Jon Alterman on Syria Chemical Weapons: ‘The President Will Act in the Time, Place and Manner of His Choosing’

‘We haven’t been clear at all on what we’re trying to do and what our desired end state is’

SMITH: "Thanks, Jennifer. Let’s go to John alterman, director of the Middle East program at the center for strategic studies. A bipartisan nonprofit research organization. Thank you, sir.
ALTERMAN: "Thank you, shep.
SMITH: "Are we right to ask questions about this particular video and this attack? I say that because the government and none of its pieces or parts have or come forward with anything saying this is definitive. The defense secretary says we’re still assessing and the president warns the Russians the missiles are on the way."
ALTERMAN: "I think the president knows some things they’re not saying and the secretary of defense knows things they’re not saying. There’s the video evidence. There may be some overhead evidence that a satellite imagery that we have that would give us a sense that we intercepted communications from the Syrian government or from victims. You can verify that they’re fielding those symptoms at the time. I can imagine there are a lot of possible streams of evidence that would reinforce it. What the U.N. Is trying to do is say let’s get in, let’s get nonpartisan observers in and try to prove this as a way of moving the Syrian government. I think what you’re seeing on the U.S. Government side may be we’re not even going to wait for that. The president will act in the time, place and manner of his choose."
SMITH: "Over than 500,000 pooh are dead. There’s no denying that. The question is, haven’t there been chemical attacks repeatedly according to these same organizations by the dozens over this time period?

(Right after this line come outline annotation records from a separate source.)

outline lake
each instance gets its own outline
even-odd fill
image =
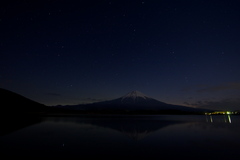
[[[0,154],[8,157],[232,160],[240,155],[238,115],[79,115],[1,121]]]

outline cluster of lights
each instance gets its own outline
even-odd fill
[[[212,114],[236,114],[235,112],[230,112],[230,111],[216,111],[216,112],[207,112],[205,115],[212,115]]]

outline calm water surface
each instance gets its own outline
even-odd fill
[[[65,116],[4,120],[5,124],[11,123],[2,125],[0,154],[8,157],[240,157],[240,116]]]

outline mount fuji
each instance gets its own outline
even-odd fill
[[[132,91],[120,98],[91,104],[58,106],[65,109],[90,113],[129,113],[129,114],[202,114],[207,109],[167,104]]]

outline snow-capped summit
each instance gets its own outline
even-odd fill
[[[146,96],[145,94],[139,92],[139,91],[132,91],[132,92],[126,94],[125,96],[123,96],[122,100],[125,99],[125,98],[132,98],[132,99],[143,98],[143,99],[147,99],[149,97]]]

ALTERMAN: "There haven’t been for a while. The Syrians agreed to get rid of their chemical stockpiles. The Russians certified they have got rid of them and it hasn’t happened. So there’s a desire on the U.S. Side and the French side and other countries saying we have to demonstrate this is not acceptable. The broader question, which goes to your point about 500,000 having died in the conflict, what is our strategy towards Syria if we’re going to strike Syria. There’s no question in my mind that Bashar al-Assad can withstand a strike. What we trying to do with the strike? Are we sending a message or do we have a sense of where we want Syria to go what our interests are. It seems to me that you can do a military attack very easily, but the real question is what is your desired effect. Having a desired effect requires not just the strike but a strategy and a follow-up and a goal. I’m not sure that all of those pieces have been line up yet."
SMITH: "There’s seven or seven wars going on in Syria at one time if you ferret it out and count them. If we had a cohesive and strategy in Syria from the very beginning of this, crossing over two administrations, nobody has ever given us what it is. We’re said to be supporting the Syrian rebels who have been nameless and faceless and we have not said that we want regime change or that we want to stop the air force or we want to make it impossible to launch chemical strikes. We haven’t said anything.
ALTERMAN: "Point of fact, we’re said we’re there to fight ISIS. When the president says ISIS gone, we’re gone. All the things you’re talking about with the Syrian government have not been the focus of the American strategy. It’s not clear what the legal basis of a big American push towards regime change or affecting the power in Syria. All of those things, Congress hasn’t authorized it. I think the government — neither the Obama Administration or the Trump Administration has really articulated a strategy. I don’t think they have come up with an internal strategy. To my mind, this is one of our weaknesses in Syria. We have been sure what we’re not doing. We haven’t been clear at all on what we’re trying to do and what our desired end state is. A horrible thing is to put your military at risk and to put soldiers at risk when you’re not being clear what are they trying to accomplish. We can kill and destroy stuff like nobody else in the world. But it has to be toward a purpose. That requires having a strategy and a set of goals. I’m not sure we’ve ever been there in our actions in Syria."